Panasonic GH3: First Impressions

Dec 21, 2012


I don’t want to make this a full review of the camera so I’m just going to state some of my initial observations and differences between this model and it’s predecessor.

I have used the GH2 extensively over the last two years and besides it’s rather poor low light performance always found it to be a pleasure to use as a lightweight travel photography camera. A lot of my images from Havana as well as from Japan have been taken with the GH2, including the occasional video clip. Being involved with moving computer graphics and vfx in my day job I don’t particularly find the video features that interesting even though they are nice to have.


Initial Observations:

1) The body is a little chunkier, heavier and feels a little bit more solid. The profile of the newly designed grip feels more comfortable in my hands and the camera is finally weather sealed which is a feature I find very important. The number of weather sealed lenses for the MTF system is still quite small, but it’s definitely a good direction for both panasonic and olympus to be taking.

2) The viewfinder appears to be smaller compared to the GH2. I’m not sure if this is just an optical illusion or not, but there is more of a tunnel feel compared to the previous model. The viewfinder quality itself is nicer due to the OLED technology and the display refresh rate is noticeably faster as well.

3) The articulated OLED touch screen is a lot nicer than the previous model and the touch response feels much more fluid. I would say it’s closer to a modern smart phone than what the previous screen felt like.

4) There are more buttons all over the camera, including more customizable function buttons (more on this later). The click wheel that the GH2 had is gone and the circular 4 button layout on the back of the camera has been replaced with a scroll wheel.

I find the lack of the click wheel somewhat annoying but maybe it’s something I will get used to over time.

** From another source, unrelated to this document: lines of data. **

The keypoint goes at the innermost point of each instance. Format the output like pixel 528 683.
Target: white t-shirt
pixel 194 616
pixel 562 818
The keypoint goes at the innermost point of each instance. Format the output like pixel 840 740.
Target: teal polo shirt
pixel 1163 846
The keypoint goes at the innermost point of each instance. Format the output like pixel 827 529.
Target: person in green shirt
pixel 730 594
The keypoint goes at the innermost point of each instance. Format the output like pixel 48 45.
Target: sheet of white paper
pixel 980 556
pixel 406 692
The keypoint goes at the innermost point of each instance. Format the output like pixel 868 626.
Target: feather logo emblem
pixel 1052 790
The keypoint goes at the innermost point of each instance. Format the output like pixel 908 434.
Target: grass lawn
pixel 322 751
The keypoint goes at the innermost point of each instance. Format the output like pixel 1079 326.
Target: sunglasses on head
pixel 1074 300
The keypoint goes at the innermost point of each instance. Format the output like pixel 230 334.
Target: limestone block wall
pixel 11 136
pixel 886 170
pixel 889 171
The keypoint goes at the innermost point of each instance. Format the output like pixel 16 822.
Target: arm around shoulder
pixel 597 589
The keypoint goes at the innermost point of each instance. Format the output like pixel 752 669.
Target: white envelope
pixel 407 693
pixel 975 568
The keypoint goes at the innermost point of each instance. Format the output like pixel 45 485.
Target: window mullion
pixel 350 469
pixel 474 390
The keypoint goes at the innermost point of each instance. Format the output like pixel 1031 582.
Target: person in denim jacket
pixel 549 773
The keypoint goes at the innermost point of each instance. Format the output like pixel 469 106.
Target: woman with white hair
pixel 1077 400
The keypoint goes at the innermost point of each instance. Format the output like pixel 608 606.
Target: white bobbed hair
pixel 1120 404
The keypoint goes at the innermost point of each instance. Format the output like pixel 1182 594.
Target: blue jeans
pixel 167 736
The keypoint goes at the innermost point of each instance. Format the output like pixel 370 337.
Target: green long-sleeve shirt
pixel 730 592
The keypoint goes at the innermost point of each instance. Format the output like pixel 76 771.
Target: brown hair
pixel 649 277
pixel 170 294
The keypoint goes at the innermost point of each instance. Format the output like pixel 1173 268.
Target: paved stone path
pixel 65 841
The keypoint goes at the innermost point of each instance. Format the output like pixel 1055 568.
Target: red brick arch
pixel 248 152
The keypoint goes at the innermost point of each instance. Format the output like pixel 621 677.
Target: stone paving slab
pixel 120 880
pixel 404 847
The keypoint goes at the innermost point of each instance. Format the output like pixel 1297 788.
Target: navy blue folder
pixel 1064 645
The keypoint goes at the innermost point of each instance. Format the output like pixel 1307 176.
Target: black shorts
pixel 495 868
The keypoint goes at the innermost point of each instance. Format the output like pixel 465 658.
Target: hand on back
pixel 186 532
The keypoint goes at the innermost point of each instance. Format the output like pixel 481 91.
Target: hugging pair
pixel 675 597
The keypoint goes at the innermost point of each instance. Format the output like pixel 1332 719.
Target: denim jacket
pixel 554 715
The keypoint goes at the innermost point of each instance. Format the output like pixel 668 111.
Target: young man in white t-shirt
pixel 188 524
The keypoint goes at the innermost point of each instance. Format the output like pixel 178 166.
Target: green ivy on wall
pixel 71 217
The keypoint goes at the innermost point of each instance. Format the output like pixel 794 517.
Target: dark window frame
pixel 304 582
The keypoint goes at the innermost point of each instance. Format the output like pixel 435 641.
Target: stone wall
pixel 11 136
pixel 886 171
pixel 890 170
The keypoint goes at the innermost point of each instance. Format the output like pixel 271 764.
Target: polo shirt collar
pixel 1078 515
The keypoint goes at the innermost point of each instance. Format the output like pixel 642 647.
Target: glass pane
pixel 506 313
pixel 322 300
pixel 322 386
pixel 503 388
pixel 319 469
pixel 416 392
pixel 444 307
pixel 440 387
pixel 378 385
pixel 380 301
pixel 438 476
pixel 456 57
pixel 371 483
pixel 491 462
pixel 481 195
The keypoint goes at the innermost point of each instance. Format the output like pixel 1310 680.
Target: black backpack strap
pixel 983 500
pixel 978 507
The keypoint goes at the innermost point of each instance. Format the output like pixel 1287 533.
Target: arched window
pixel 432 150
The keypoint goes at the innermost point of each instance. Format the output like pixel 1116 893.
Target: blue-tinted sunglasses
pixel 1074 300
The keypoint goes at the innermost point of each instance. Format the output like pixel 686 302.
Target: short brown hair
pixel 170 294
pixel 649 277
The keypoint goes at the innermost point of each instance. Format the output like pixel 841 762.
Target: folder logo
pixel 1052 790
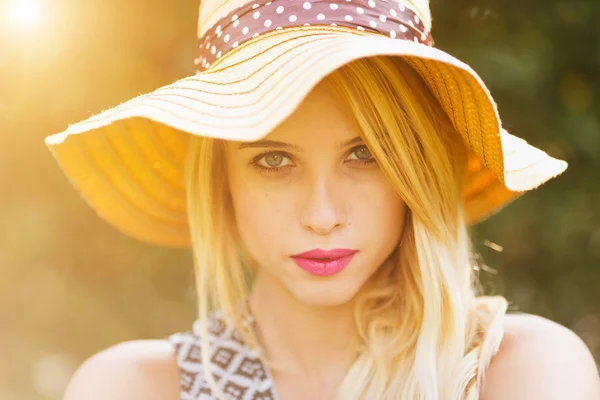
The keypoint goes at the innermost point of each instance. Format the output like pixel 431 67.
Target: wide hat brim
pixel 128 161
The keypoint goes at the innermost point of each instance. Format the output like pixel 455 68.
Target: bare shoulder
pixel 540 359
pixel 141 369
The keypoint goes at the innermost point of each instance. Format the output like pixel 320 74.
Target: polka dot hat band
pixel 253 19
pixel 257 61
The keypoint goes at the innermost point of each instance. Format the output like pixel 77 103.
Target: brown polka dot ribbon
pixel 387 17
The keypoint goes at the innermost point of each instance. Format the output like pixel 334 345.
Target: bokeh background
pixel 70 285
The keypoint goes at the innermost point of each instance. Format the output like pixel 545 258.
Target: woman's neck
pixel 298 338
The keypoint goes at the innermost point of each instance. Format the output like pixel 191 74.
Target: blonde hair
pixel 422 332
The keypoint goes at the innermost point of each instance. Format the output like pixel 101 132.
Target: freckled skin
pixel 322 196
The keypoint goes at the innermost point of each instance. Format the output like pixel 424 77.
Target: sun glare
pixel 24 14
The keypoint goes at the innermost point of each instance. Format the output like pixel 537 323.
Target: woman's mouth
pixel 321 262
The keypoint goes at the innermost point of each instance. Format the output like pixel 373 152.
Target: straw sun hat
pixel 257 61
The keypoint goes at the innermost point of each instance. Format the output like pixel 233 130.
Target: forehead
pixel 321 116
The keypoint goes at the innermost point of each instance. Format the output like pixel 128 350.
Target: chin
pixel 325 293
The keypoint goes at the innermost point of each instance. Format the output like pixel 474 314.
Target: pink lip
pixel 324 262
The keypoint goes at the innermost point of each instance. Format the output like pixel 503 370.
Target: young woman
pixel 327 204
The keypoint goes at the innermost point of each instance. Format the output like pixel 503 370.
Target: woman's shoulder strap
pixel 236 368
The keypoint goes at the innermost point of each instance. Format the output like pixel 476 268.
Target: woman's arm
pixel 540 359
pixel 136 370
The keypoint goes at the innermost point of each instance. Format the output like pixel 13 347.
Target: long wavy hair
pixel 422 331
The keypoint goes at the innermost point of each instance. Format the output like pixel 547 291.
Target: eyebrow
pixel 273 144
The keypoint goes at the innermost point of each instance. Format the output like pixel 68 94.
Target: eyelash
pixel 278 170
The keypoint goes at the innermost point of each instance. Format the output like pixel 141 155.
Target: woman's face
pixel 313 184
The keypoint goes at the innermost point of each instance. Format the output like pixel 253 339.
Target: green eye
pixel 274 160
pixel 362 153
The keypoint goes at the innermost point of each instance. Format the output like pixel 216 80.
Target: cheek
pixel 379 213
pixel 261 217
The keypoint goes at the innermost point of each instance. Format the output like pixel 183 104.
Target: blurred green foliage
pixel 72 285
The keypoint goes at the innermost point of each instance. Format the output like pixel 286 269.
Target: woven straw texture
pixel 127 161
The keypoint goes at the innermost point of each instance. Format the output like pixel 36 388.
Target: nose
pixel 323 211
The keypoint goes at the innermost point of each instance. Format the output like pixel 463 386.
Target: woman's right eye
pixel 272 162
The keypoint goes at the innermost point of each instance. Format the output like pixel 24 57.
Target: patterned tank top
pixel 237 368
pixel 241 375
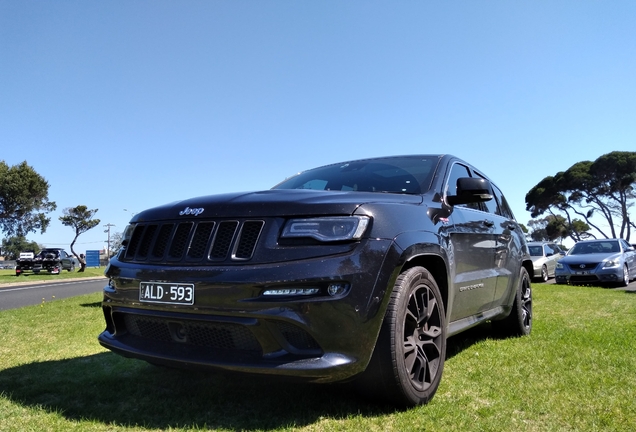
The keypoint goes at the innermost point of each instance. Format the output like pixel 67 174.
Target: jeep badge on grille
pixel 189 211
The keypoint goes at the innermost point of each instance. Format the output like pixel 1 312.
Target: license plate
pixel 169 293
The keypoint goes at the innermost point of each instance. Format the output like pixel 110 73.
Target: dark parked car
pixel 544 258
pixel 52 260
pixel 609 261
pixel 353 271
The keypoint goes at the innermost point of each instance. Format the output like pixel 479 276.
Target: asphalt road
pixel 19 295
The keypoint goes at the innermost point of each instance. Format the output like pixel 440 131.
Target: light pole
pixel 108 243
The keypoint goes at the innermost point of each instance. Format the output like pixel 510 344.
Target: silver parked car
pixel 608 261
pixel 544 258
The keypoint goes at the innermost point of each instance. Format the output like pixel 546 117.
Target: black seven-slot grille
pixel 192 242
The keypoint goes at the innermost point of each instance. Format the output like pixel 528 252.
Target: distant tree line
pixel 24 204
pixel 570 199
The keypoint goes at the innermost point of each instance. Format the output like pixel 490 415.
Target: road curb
pixel 41 282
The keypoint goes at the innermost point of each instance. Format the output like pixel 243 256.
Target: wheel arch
pixel 436 264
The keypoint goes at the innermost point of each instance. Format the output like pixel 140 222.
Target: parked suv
pixel 52 260
pixel 356 271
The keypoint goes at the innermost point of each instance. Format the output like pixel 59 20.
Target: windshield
pixel 609 246
pixel 409 175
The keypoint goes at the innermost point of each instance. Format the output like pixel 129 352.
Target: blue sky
pixel 133 104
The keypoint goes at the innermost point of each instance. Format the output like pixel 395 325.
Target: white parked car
pixel 544 258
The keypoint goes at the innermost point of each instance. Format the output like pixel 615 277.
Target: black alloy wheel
pixel 544 273
pixel 625 280
pixel 519 321
pixel 407 364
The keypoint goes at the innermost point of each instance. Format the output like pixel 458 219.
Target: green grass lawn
pixel 575 372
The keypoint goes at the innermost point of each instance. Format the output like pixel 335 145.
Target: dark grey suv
pixel 357 271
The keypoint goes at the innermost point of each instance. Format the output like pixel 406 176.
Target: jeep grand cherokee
pixel 357 271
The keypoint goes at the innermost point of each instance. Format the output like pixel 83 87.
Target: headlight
pixel 327 229
pixel 611 263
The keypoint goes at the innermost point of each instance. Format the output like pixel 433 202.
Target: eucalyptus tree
pixel 602 188
pixel 24 200
pixel 79 218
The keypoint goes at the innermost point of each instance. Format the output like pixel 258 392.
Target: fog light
pixel 335 289
pixel 291 291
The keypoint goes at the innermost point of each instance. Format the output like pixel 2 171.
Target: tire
pixel 625 280
pixel 544 273
pixel 519 321
pixel 408 360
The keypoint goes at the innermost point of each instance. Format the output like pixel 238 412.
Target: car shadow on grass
pixel 116 391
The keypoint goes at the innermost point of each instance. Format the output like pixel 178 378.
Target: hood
pixel 276 202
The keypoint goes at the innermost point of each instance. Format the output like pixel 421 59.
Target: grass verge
pixel 575 372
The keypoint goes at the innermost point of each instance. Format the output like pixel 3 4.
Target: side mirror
pixel 470 190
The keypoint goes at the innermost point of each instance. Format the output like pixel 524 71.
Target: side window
pixel 504 208
pixel 491 205
pixel 625 244
pixel 549 250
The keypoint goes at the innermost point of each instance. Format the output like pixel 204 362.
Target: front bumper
pixel 232 326
pixel 603 276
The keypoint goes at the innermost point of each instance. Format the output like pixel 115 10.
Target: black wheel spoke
pixel 423 335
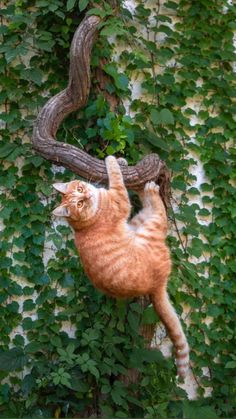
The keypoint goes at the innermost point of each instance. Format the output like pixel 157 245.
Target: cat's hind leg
pixel 172 323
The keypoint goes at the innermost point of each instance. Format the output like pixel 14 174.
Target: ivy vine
pixel 64 347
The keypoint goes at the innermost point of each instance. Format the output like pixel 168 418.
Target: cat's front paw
pixel 151 187
pixel 110 161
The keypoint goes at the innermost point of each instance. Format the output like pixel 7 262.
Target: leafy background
pixel 64 347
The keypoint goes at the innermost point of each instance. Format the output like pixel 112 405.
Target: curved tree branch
pixel 73 98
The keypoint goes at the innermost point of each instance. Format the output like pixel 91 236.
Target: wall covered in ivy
pixel 163 82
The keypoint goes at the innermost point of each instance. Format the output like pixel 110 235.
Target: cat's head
pixel 79 201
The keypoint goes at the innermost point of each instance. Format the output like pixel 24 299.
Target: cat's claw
pixel 151 187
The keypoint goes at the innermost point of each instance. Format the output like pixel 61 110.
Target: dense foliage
pixel 63 345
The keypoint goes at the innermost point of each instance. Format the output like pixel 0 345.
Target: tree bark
pixel 74 97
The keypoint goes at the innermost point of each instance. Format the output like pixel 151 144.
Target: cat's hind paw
pixel 151 187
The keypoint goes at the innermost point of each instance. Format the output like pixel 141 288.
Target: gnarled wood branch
pixel 73 98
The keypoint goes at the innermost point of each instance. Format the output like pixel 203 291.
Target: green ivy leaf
pixel 13 360
pixel 70 4
pixel 83 4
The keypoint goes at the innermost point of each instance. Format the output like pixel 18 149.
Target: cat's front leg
pixel 153 203
pixel 116 184
pixel 114 173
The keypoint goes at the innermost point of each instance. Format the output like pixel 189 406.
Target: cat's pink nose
pixel 87 195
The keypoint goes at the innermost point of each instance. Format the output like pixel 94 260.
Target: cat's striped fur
pixel 124 258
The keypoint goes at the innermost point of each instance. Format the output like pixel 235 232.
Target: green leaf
pixel 83 4
pixel 191 411
pixel 231 365
pixel 70 4
pixel 156 141
pixel 13 360
pixel 7 149
pixel 166 117
pixel 155 117
pixel 149 316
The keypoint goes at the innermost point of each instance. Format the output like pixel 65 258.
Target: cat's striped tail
pixel 171 321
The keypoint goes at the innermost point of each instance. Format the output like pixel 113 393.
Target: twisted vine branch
pixel 73 98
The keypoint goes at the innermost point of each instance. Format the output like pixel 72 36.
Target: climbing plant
pixel 162 81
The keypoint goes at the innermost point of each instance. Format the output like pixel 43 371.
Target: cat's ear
pixel 61 211
pixel 61 187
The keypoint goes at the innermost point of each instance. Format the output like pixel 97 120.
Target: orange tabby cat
pixel 124 258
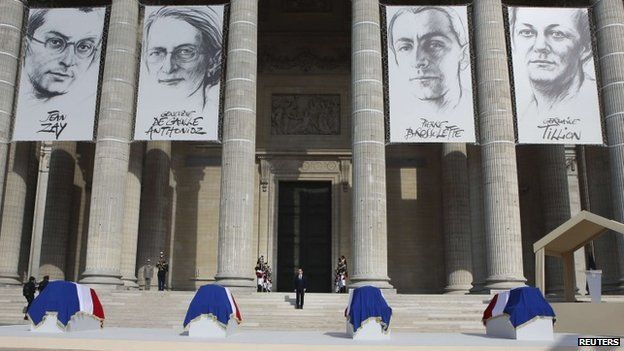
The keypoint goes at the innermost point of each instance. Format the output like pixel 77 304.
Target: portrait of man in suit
pixel 59 79
pixel 554 74
pixel 429 72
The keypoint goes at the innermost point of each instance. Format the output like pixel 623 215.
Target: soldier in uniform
pixel 163 268
pixel 148 273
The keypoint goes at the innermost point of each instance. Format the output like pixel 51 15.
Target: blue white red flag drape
pixel 520 304
pixel 66 299
pixel 368 302
pixel 216 301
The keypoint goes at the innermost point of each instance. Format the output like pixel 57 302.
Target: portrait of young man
pixel 554 76
pixel 180 73
pixel 429 72
pixel 59 76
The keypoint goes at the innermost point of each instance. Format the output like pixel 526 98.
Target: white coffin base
pixel 77 323
pixel 206 327
pixel 369 330
pixel 540 328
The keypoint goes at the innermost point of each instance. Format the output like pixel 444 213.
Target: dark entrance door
pixel 304 234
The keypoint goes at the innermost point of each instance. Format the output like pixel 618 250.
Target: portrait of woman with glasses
pixel 60 73
pixel 180 73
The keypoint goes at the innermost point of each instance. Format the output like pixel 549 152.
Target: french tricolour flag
pixel 66 299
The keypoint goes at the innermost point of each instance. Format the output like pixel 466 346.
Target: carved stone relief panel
pixel 305 114
pixel 306 5
pixel 298 166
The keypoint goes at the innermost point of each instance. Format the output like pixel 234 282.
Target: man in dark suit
pixel 300 287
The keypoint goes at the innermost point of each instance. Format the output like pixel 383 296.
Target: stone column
pixel 58 211
pixel 11 17
pixel 574 194
pixel 41 196
pixel 498 150
pixel 609 18
pixel 479 265
pixel 131 216
pixel 555 204
pixel 600 203
pixel 369 239
pixel 13 212
pixel 456 219
pixel 155 219
pixel 235 262
pixel 112 147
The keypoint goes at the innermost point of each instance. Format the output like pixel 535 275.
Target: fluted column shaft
pixel 41 192
pixel 500 178
pixel 369 239
pixel 131 216
pixel 57 192
pixel 479 262
pixel 600 203
pixel 112 147
pixel 456 211
pixel 555 205
pixel 13 212
pixel 609 17
pixel 155 218
pixel 574 194
pixel 235 263
pixel 11 18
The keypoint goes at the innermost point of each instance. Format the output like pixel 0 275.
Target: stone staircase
pixel 275 311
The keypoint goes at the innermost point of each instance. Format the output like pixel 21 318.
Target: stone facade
pixel 422 218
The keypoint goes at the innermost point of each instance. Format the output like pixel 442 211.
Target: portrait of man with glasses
pixel 59 77
pixel 180 73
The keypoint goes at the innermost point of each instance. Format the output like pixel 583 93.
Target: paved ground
pixel 14 338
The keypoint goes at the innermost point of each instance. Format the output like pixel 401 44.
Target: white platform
pixel 369 330
pixel 540 328
pixel 125 339
pixel 207 327
pixel 78 322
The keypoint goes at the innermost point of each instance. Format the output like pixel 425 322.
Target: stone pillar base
pixel 130 283
pixel 457 289
pixel 478 288
pixel 9 279
pixel 101 280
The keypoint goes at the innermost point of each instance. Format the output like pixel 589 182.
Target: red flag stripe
pixel 487 314
pixel 98 311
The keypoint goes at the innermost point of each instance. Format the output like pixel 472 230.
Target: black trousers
pixel 300 294
pixel 161 281
pixel 29 299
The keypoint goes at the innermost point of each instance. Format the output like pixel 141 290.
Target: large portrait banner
pixel 59 74
pixel 429 74
pixel 180 74
pixel 554 76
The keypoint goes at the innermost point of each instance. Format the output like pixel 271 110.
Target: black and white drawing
pixel 180 75
pixel 59 76
pixel 429 72
pixel 554 76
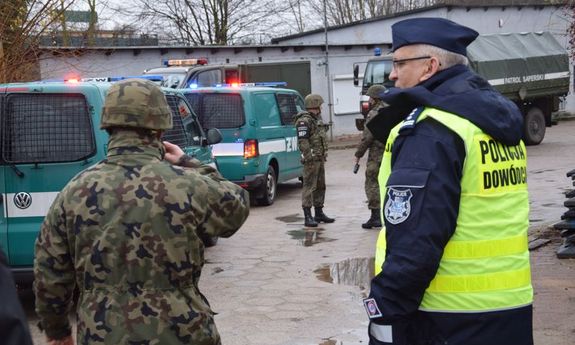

The buttons for ISO, exposure compensation and white balance are located at the top near the shutter release and are harder to locate without taking the eye off the viewfinder compared to the old arrangement.

5) The battery is bigger and panasonic claims 500+ shots per charge. When paired with the optional vertical grip which takes an additional battery this number doubles. So far I must say the battery performance is excellent.

6) The vertical grip feels nice and comfortable and includes an extra attachment point for hand straps.

7) The electronic shutter which is off by default is amazing and totally silent but for some reason is limited to 1600iso.

8) All the customizable function keys but one (fn4) have about 10 pages of options that can be mapped to the key. For some reason the function 4 button is limited to 3 pages and is the only button comfortably accessible when the camera is in a horizontal or vertical position while the optional grip is being used. I was hoping to map the manual focus assist function to this button so I can access it in both camera positions. I hope a firmware update fixes this as there is no reason for this button to have less options than the others.

9) The SD card slot door has a tendency to slide open when the hand moves off the camera with moderate friction.

10) The high iso performance is visibly better than the GH2 but obviously don’t expect the same performance as a full frame camera.

11) Still no auto iso in manual mode. This is a ridiculous omission of a feature that is present on the Olympus OMD EM-5 and countless other cameras. I want to be able to use a manual focus lens with an manual aperture, set my shutter speed to what I want and have the iso adjust itself automatically. I hope Panasonic will do something about this in a firmware update.

12) New pinpoint focus mode is awesome for precise auto focus on a particular point in the scene. The results are as good as manual focusing carefully on a set point in the scene.

13) The manual for the camera reads like an auto translate from Japanese to English. Many pages are wasted on useless features such as the various “creative effects” with amusing names like Impressive art, silky skin, sweet child’s face, cute dessert among many others.

I will be stress testing the camera a lot more over the next two weeks in Santiago de Cuba. Because the internet access in Cuba is rather spotty, I will be updating the blog upon my return.